Thanks for that! He does seem to leave the rice so I'll not cook that tomorrow & stick to just chicken. He's had his first dose of pro-kolin so I'll see how he gets on over the next few days (& keep all tape measures etc out of his reach!)!


----------



## catgeoffrey (Jun 28, 2012)

Geoffrey the naughty kitten is loving his boiled chicken but every time he finishes what I give him he cries for more...! I'm splitting a whole breast into 4 meals during the day. Is this enough for him? 
In better news his poo is less frequent on pure chicken and the pro-kolin seems to be helping as well!


----------



## hobbs2004 (Mar 12, 2010)

catgeoffrey said:


> Geoffrey the naughty kitten is loving his boiled chicken but every time he finishes what I give him he cries for more...! I'm splitting a whole breast into 4 meals during the day. Is this enough for him?
> In better news his poo is less frequent on pure chicken and the pro-kolin seems to be helping as well!

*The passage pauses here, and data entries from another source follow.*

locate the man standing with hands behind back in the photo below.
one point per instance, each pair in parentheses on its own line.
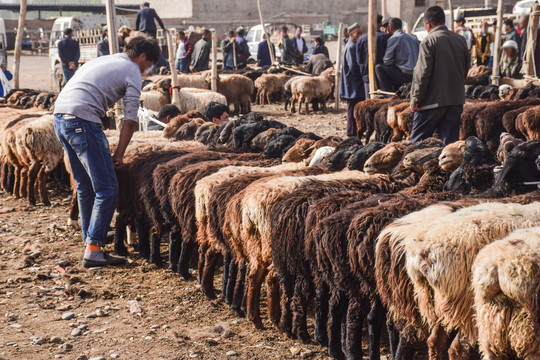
(438,86)
(96,87)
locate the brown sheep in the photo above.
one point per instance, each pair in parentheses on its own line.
(528,123)
(237,89)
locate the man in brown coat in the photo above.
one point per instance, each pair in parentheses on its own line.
(438,86)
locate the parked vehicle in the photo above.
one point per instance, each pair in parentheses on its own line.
(87,31)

A whole chicken breast throughout the day and nothing else doesn't sound like a lot to me. I would be inclined to feed more.

You say he is pooping less frequently than he did. Is he still going often and is it still loose? Did you see any evidence of the tape in any of the poop?


----------



## catgeoffrey (Jun 28, 2012)

I though the same... Unless anyone says otherwise he's going to get fed more! 

His poop was much better this morning. Still not 100% but loads better so hopefully the next one improves again!

No sign of the tape but the vet did say with it being cotton he may digest it & we won't see it but I am checking just in case! 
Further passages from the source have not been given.